Warning: This review reveals the film’s ending. 

Foxcatcher’s factual credentials may be shaky but it’s an excellent and discombobulating psychological excavation – the kind of movie that creeps up on you, much the like the enigmatic John Du Pont, played with quiet menace by a transformed Steve Carrell. The movie compresses the timeline of events that saw Mark Schultz, winner of the 1984 Olympic gold medal for wrestling taken to Du Pont’s Xanadu and offered bottomless training resources in return for his help in offsetting the gazillionaire’s dynastic inferiority complex (his ancestors had real battles to fight, rather than the proxy peacetime affairs sport provides), while distending the spoilt bastard’s mental fragility, so he’s unhinged from the start. This makes director Bennett Miller a poor biographer but a good storyteller.

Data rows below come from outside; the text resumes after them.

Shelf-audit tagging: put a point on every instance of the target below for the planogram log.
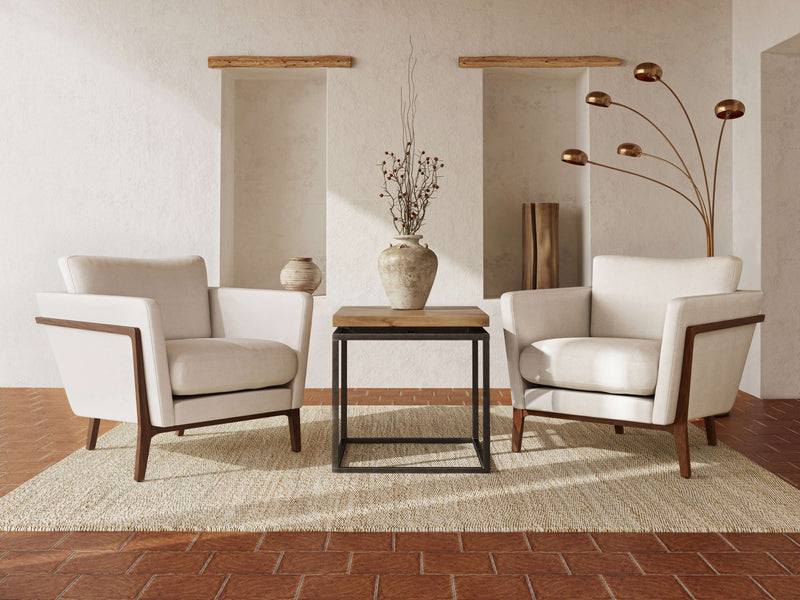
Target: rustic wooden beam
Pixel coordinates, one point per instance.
(278, 62)
(536, 62)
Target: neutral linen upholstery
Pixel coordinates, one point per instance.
(96, 368)
(541, 319)
(612, 365)
(178, 285)
(719, 356)
(266, 314)
(540, 315)
(216, 365)
(630, 294)
(638, 409)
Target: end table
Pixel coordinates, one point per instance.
(438, 323)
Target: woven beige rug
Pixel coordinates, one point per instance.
(242, 477)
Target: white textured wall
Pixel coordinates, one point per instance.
(279, 173)
(758, 25)
(529, 116)
(780, 214)
(112, 141)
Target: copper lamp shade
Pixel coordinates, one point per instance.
(648, 72)
(726, 110)
(574, 156)
(729, 109)
(629, 149)
(598, 99)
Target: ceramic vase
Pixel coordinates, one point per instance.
(407, 271)
(301, 275)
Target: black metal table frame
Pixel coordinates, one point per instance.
(339, 436)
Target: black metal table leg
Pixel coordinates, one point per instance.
(344, 393)
(339, 432)
(475, 401)
(487, 436)
(335, 463)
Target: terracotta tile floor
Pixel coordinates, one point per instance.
(38, 429)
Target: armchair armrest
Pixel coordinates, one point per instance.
(91, 338)
(532, 315)
(718, 354)
(277, 315)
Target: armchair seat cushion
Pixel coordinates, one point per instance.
(611, 365)
(217, 365)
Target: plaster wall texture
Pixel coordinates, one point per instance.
(780, 213)
(117, 135)
(279, 174)
(529, 116)
(758, 26)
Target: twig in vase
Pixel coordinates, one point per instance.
(410, 179)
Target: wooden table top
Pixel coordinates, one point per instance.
(430, 316)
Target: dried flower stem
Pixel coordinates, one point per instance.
(411, 179)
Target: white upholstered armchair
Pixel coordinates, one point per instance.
(148, 342)
(652, 343)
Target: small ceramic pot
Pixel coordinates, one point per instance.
(301, 275)
(407, 271)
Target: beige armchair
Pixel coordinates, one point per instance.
(652, 343)
(148, 342)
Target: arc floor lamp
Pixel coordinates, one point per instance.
(705, 205)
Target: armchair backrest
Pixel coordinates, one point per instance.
(178, 285)
(630, 294)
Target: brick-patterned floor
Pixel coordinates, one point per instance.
(37, 429)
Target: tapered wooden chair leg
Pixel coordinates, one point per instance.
(516, 432)
(91, 435)
(142, 452)
(681, 435)
(294, 429)
(711, 431)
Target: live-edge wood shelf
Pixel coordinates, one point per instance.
(536, 62)
(279, 62)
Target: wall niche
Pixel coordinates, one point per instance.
(273, 173)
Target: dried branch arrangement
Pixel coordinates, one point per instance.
(410, 179)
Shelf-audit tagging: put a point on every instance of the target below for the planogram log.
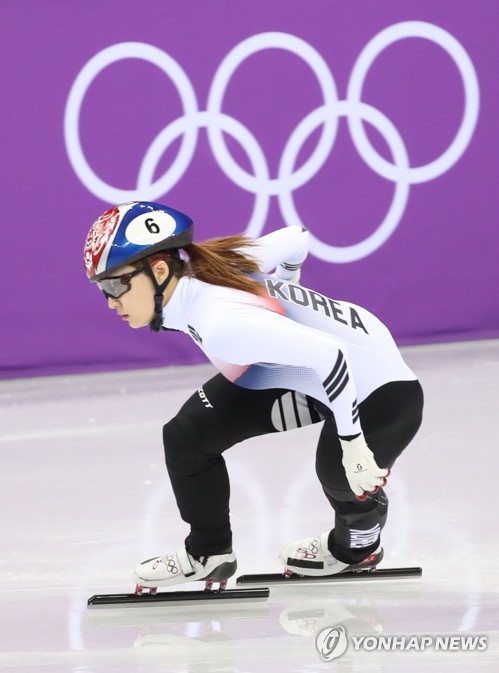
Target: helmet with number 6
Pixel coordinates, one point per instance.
(130, 232)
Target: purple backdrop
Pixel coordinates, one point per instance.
(403, 215)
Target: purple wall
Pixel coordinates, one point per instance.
(403, 213)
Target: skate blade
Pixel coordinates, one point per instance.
(178, 598)
(347, 576)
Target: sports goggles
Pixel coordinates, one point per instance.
(115, 287)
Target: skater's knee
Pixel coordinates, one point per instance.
(182, 442)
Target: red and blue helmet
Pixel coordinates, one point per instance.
(130, 232)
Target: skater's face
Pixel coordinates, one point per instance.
(136, 304)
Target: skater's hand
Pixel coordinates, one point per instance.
(362, 471)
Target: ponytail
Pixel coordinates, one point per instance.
(223, 261)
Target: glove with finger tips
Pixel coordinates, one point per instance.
(362, 471)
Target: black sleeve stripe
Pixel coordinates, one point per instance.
(339, 390)
(283, 417)
(337, 365)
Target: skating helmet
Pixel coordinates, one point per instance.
(130, 232)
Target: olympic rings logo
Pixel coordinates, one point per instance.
(289, 178)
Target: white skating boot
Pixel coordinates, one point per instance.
(312, 557)
(179, 567)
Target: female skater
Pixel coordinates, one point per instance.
(287, 357)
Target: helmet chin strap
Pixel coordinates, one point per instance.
(156, 323)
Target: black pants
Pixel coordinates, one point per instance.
(221, 414)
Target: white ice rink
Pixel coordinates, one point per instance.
(85, 496)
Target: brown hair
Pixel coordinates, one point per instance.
(218, 261)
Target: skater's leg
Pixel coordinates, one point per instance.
(217, 416)
(390, 418)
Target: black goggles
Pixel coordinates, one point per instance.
(115, 287)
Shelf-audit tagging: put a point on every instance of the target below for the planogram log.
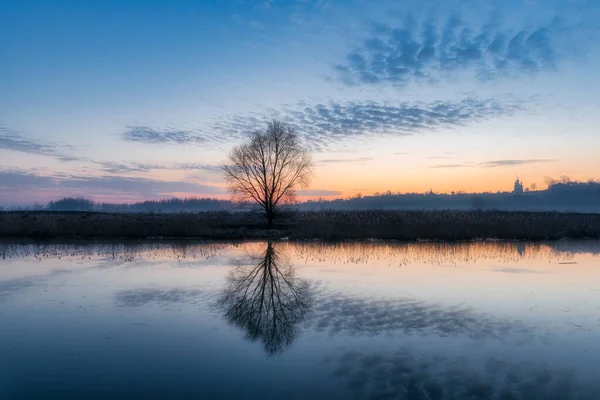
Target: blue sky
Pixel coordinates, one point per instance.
(127, 100)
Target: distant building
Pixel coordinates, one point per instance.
(518, 187)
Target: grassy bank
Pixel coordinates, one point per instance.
(334, 225)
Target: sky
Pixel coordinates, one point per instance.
(127, 100)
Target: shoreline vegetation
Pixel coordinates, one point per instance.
(322, 225)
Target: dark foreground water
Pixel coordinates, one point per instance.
(300, 321)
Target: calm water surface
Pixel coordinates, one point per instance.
(300, 320)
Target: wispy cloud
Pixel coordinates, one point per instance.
(145, 134)
(496, 163)
(319, 192)
(509, 163)
(12, 180)
(356, 160)
(431, 49)
(16, 141)
(325, 124)
(132, 167)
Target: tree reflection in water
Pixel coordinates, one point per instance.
(266, 300)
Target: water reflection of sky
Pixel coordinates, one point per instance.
(366, 320)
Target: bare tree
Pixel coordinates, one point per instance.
(265, 298)
(269, 168)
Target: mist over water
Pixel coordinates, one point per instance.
(480, 320)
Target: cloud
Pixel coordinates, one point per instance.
(129, 167)
(508, 163)
(357, 160)
(431, 49)
(15, 181)
(496, 163)
(319, 192)
(325, 124)
(144, 134)
(16, 141)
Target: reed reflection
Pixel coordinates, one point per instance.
(263, 297)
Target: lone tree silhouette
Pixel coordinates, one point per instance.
(265, 298)
(269, 168)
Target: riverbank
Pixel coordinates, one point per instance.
(325, 225)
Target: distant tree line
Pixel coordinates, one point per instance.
(166, 205)
(561, 195)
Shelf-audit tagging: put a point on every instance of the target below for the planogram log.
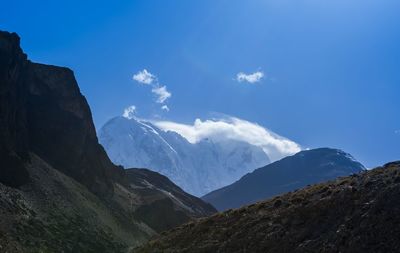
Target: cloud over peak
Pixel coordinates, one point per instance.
(129, 112)
(250, 78)
(162, 94)
(145, 77)
(275, 146)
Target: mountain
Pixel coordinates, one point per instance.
(59, 191)
(358, 213)
(290, 173)
(198, 168)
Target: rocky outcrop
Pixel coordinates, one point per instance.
(59, 191)
(358, 213)
(43, 111)
(288, 174)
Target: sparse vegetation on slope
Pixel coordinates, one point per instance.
(358, 213)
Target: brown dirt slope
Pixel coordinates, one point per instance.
(359, 213)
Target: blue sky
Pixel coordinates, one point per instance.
(332, 68)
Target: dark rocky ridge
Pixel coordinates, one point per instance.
(288, 174)
(58, 189)
(358, 213)
(43, 111)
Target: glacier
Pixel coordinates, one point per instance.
(198, 168)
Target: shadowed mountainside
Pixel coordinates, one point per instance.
(59, 191)
(358, 213)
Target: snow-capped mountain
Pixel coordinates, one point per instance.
(198, 168)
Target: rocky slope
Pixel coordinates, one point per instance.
(290, 173)
(59, 191)
(358, 213)
(196, 167)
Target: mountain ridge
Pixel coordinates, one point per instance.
(290, 173)
(357, 213)
(56, 180)
(197, 168)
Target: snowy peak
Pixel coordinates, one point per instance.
(196, 167)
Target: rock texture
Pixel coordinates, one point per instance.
(59, 191)
(358, 213)
(290, 173)
(196, 167)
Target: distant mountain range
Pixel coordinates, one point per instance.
(198, 168)
(358, 213)
(290, 173)
(59, 191)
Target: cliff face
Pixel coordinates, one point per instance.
(43, 111)
(59, 192)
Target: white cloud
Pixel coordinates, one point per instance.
(129, 112)
(275, 146)
(162, 94)
(144, 77)
(251, 78)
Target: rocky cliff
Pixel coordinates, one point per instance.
(59, 191)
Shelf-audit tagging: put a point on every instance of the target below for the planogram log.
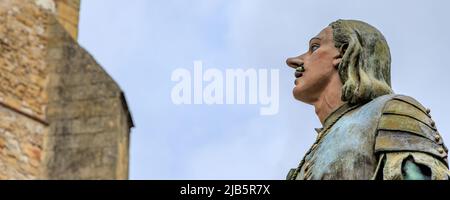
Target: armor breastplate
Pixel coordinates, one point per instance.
(352, 138)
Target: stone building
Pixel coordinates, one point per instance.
(61, 115)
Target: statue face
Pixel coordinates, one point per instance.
(320, 65)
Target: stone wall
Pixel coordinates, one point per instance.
(62, 116)
(23, 97)
(89, 120)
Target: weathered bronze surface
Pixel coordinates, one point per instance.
(368, 131)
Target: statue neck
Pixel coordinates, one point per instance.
(329, 100)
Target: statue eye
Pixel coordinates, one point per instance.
(314, 47)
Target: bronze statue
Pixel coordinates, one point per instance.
(368, 131)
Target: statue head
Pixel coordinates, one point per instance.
(352, 55)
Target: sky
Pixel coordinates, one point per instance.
(141, 43)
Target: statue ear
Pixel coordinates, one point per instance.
(338, 59)
(343, 49)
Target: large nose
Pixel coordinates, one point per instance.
(294, 62)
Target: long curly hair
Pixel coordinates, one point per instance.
(365, 70)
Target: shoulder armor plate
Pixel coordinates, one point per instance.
(405, 125)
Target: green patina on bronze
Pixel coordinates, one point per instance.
(376, 134)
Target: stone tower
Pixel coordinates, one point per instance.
(61, 115)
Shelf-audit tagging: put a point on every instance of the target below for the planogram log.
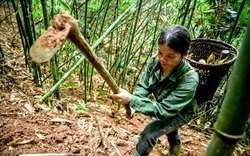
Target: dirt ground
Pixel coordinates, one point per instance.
(28, 127)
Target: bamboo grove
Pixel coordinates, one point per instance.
(123, 34)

In a movie where very little actually happens, ramping up the dial on the pressure cooker’s a smart play. Those new to the story can sense its trajectory long before the characters, but with Du Pont first enticing then bullying Channing “Chatum” Tatum’s lunk, as their curious parody of a father/son relationship plays out with the sponsor showing a clear and divisive preference for Mark’s older brother David, it’s not clear who’s going to snap and why. Thus, unusually for most dramas, let alone those based on a true story, the movie’s murky narrative grips from beginning to end. The only thing that can be said for sure is that it’s not about wrestling and it certainly isn’t about one man’s patriotic desire to produce a series of domestic champions.

Miller’s movie chips away at its characters’ psyches, giving it 110%. We’re presented with a very modern tragedy. On one hand there’s Du Pont, made uncanny by Carrell’s pallid prosthetic forehead and worn false teeth, who speaks like a man grown in isolation and moves like he’s physically carrying a legacy unbecoming of so minor and insecure a figure. Vanessa Redgrave, as Du Pont’s domineering mother (Tatum notes her picture hangs in the toilet), underscores his emasculation; a man with no friends and no talent who carries a name synonymous with industry and American success. On the other hand there’s Schultz the younger – a witless bag of muscle and ambition, who despite his success at the Olympics, lives in the shadow of his older, smarter, wrestler brother. Mark Ruffalo’s David, perhaps in deference to the dead man he plays, is honourable, decent and largely untroubled, yet it’s him, not either half of the two hander that draws the movie’s focus, that ends up the victim. In this film, as in the real world it derivates from, the bystanders are notes in the margin.

Some will question whether Miller’s right to try and ascribe a motive of sorts to a crime that many thought largely incomprehensible, but your movie has to be about something beyond the incidental. Foxcatcher’s a contemplative and absorbing slice of life that topples two pillars of conventional wisdom, namely the idea that a drama has to be full of conspicuous incident to succeed and that so-called comic actors can’t play serious roles. See it and re-educate yourself.

Directed by: Bennett Miller

Country: US

Year: 2014

Running Time: 129 mins

Certificate: 15 for conspicuous makeup, long stares and dull wrestling.